Switch Transformer by Hand ✍️
Google recently released Gemini 1.5, which adds Sparse Mixture of Experts to Gemini 1.0's architecture.
The idea of Sparse Mixture of Experts first appeared in the Switch Transformer model described in a 2022 article in the Journal of Machine Learning Research:
"Switch Transformers: Scaling to Trillion Parameter Models with Simple and Efficient Sparsity" by William (Liam) Fedus, Barret Zoph, Noam Shazeer.
How does a Switch Transformer work?
-- 𝗪𝗮𝗹𝗸𝘁𝗵𝗿𝗼𝘂𝗴𝗵 --
[1] Given
↳ Input features (X1-X5) from the previous block
🟨 🇦🇹🇹🇪🇳🇹🇮🇴🇳
[2] Attention Matrix
↳ Feed all 5 features to a query-key attention module (QK) to obtain an attention weight matrix (A).
[3] Pooling
↳ Multiply the input features with the attention weight matrix to obtain attention weighted features (Z1-Z5).

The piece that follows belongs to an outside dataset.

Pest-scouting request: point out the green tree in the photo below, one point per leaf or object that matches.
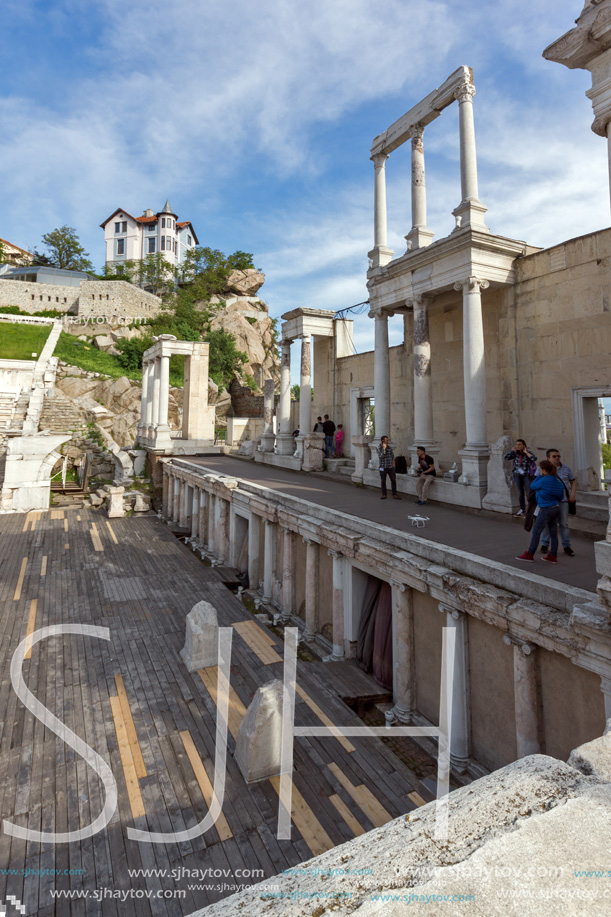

↳ The effect is to combine features across positions (horizontally)
[4] Visualize Pooling
↳ Z4 := X4 + X5 because the 4th column in the attention weight matrix A is [0,0,0,1,1]
🟩 🇸🇼🇮🇹🇨🇭
[5] Gate Values
↳ Multiply attention weighted features (Zs) with switch matrix
↳ For each weighted feature Zi, each gate value indicates how well an expert (A,B,C) can probably handle the feature
[6] Top Expert
↳ Find the row (Expert ID) with the highest gate value
↳ "Sparse" refers to the selection of only the top expert, not all the experts.
🟦 🇫🇫🇳
[7] Routing
↳ Each Z is routed to the best expert
↳ Each expert has a fixed capacity of 2.
↳ Note that Z5, which is supposed to go to Expert C, exceed's the capacity.
[8] Expert A: Linear Layer
↳ Apply the linear layer (multiply Z1 with weights and biases)
↳ The effect is to combine features across feature dimensions (vertically).
[9] Expert A: Aggregate
↳ Send the resulting combined feature to corresponding output column.
↳ The paper has an extra scaling step, omitted here for simplicity.
[10-11] Expert B
↳ Repeat [8] and [9]
[12-13] Expert C
↳ Repeat [8] and [9]
↳ However, since Z5 exceeded Expert C's capacity, it was simply passed through as is to the next block.
-- 𝗔𝗰𝗸𝗻𝗼𝘄𝗹𝗲𝗱𝗴𝗺𝗲𝗻𝘁 --
Lee Gao gave me several useful insights based on publicly available knowledge, without giving away any company secret. 😉
❌ ERRATA
Nadia Abdelrahman
The C row in Switch matrix should be
[0, 1, 1] not [-1, 1, 1]
Tin Tran Trung
FFN: Column 5 should be Z5 = [5,3,1], as described in the walkthrough. But in the animation, I wrote down the gate values [2,3,4], which is incorrect.